What doors are opened by the observation that the selenium analog of 2C-T is an active compound? The potency appears to be in the same ball park, whether there is a sulfur atom or a selenium atom there.
From the point of view of the thing that is hung onto the hetero-atom, the selenium, the most active (and as first approximation the most safe) analogue would be the same ones that are the most potent with sulfur. These would probably be the Se-ethyl, the Se-propyl, or the Se-isopropyl, the analogs of S-ethyl, S-propyl, and S-isopropyl. If one were to be systematic, these would be called 2C-SE-2, 2C-SE-4, and 2C-SE-7. And a very special place might be held for 2C-SE-21, the analogue of 2C-T-21. Not only is this of high potential potency, but it would certainly be the first time that both fluorine and selenium are in the same centrally active drug. In fact, might not this compound, 2C-SE, be the first compound active within the human CNS with a selenium atom in it? It is certainly the first psychedelic with this atom in it°
From the point of view of the hetero-atom itself, there are two more known below selenium in the Periodic Table. Each deserves some special comment. The next atom, directly below selenium, is tellurium. It is more metallic, and its com-pounds have a worse smell yet. I heard a story about a German chemist, many years ago, who was carrying a vial of dibutyl telluride in his pocket in a passenger coach from here to there in Germany, back at about the turn of the century. It fell to the floor and broke. No one could remain in the car, and no amount of decontamination could effectively make the smell tolerable. Scratch one railway coach. But the compound, 2C-TE, would be readily makeable. Dimethyl ditelluride is a known thing.

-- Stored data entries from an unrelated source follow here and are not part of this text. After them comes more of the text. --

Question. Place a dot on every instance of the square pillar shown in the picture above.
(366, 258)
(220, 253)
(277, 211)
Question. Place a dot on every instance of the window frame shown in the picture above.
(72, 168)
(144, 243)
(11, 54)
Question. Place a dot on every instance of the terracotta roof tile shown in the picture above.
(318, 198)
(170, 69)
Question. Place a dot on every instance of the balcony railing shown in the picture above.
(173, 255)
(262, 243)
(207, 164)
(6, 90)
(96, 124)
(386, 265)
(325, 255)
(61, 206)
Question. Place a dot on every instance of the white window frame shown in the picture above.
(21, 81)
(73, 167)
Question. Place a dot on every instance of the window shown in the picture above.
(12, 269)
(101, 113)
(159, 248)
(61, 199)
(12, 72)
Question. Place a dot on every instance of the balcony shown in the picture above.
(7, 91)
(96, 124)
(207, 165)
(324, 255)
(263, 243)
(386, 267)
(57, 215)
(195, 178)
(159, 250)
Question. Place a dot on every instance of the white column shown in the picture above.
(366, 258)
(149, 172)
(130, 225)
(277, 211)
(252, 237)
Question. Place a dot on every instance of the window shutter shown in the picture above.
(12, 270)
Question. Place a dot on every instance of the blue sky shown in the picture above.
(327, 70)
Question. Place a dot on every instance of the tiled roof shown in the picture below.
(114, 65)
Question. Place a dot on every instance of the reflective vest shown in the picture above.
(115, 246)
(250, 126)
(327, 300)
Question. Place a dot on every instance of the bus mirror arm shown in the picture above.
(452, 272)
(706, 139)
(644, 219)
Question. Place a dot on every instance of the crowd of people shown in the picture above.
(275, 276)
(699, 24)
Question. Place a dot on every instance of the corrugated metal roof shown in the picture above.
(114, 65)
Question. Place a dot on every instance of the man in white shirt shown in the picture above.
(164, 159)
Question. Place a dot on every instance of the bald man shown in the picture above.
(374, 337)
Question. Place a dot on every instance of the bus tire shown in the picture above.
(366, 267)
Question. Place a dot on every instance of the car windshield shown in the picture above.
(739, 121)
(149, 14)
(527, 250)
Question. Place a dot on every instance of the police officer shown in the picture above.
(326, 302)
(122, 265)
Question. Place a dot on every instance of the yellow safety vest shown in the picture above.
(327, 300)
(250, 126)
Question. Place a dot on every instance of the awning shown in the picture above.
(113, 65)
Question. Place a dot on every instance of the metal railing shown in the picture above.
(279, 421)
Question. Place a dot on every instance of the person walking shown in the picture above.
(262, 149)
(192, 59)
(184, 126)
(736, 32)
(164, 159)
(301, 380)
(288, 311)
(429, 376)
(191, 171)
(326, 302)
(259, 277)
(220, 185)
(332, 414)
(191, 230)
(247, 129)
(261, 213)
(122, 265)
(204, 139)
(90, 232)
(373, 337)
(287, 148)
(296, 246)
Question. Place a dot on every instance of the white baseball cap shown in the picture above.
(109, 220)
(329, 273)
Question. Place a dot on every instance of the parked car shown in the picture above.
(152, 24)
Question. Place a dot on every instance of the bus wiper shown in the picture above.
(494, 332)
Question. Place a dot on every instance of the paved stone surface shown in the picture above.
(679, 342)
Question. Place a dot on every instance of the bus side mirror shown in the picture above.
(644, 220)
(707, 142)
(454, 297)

However, the atom below tellurium (and at the bottom of that particular column of the Periodic Table) is the element polonium. Here one must deal in terms of theory, as far as human activity goes, since there are no non-radioactive isotopes of polonium. The only readily available isotope is that with mass 210, which is also called Radium F, and is an alpha-particle emitter. If this were ever to be put into a living organism, and if it were to seek out and hang around some particular site of action, that area would be thoroughly and completely cooked by alpha-particle emission. It would be a fun academic exercise to make 2C-PO (2,5-dimethoxy-4-methylpoloneophenethylamine), but in no way could it ever go into anyone. I knew an eminent physiologist named Dr. Hardin Jones (now dead) who always argued that the continuing use of drugs would burn out the pleasure center of the brain. It is a certainty that 2C-PO would, quite literally, do this. If I ever made it, I would call it HARDINAMINE in his honor.

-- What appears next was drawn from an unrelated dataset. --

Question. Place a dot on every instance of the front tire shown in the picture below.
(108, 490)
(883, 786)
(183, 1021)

There was an interesting observation associated with the making of 2C-SE. In the synthesis of many of the sulfur compounds (of the 2C-T family) is was quite common to find, when there was a quantity of some organic sulfide let go as a by-product of a reaction on a warm summer night, a number of flies coming into the lab to pay a visit. On the first synthesis of the starting material for 2C-SE, a quantity of CH3SeH was let go into the environment. Within minutes, there were two beautiful dragonflies in the lab. A coincidence certainly, but somehow, it was a nice message to receive.